Friedman refers to the way U.S. corporate executives focus on their own salaries…while those in China and India crave market share. Americans want something for nothing…and fast. Out in the Orient, people are willing to wait…work…and save.
Predictably, Friedman goes off the rails as soon as he gets up a head of steam; "green energy solutions are the wave of the future," he comments in the same breath – as if the two thoughts were connected. In his wobbly mind they are. He thinks that if he could just get policy-makers to listen, they would pass a few hundred much-needed "reforms"- such as reducing U.S. gasoline consumption – and somehow all the problems of debt, lack of savings and capital investment, trade deficits and so forth, would disappear.
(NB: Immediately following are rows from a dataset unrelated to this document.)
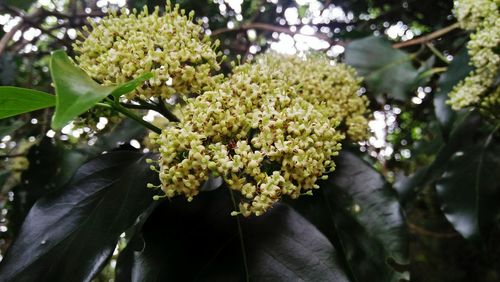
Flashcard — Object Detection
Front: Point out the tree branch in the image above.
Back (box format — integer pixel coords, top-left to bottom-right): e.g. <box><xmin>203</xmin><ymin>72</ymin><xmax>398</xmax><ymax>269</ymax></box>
<box><xmin>392</xmin><ymin>23</ymin><xmax>459</xmax><ymax>49</ymax></box>
<box><xmin>211</xmin><ymin>23</ymin><xmax>343</xmax><ymax>45</ymax></box>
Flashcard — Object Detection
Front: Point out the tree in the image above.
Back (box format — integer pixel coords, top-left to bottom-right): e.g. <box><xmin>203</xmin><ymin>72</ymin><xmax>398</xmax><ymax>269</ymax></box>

*** And yet, the real problem…or a big part of the challenge to the American empire…was revealed by James Ferguson. "Labor’s share of the pot worldwide has been in decline since the mid-1970s," he writes. The reason for this is that there is so much labor available at such low prices – notably in China. America lives beyond its means because its means have scarcely increased…while its ability to live beyond them has soared. Thanks to low rates from the Fed and "innovative" lending policies, Americans have been about to buy things they cannot afford. When the time comes to pay the bills, neither "reforms" nor "green energy" are likely to make it much easier.
The only thing that will make it easier is stiffing the lenders – by means of inflation or default – which we fully expect.
*** This morning, on the train to Paris, a young woman said goodbye to a young man at the station in Poitiers. She got on the train, sat down, and began to sob. After a few minutes, a middle-aged woman got up and sat down beside her.
*** A reader writes in response to our "Love in the time of Viagra" reflection: [Parental warning: contains innuendo]
"’Spose you heard today of the hijack…
"Yep…a truck load of Viagra was HIJACKED as it left the factory on the east coast.
"Clue: THEY ARE LOOKING FOR HARDENED CRIMINALS!!!!!!"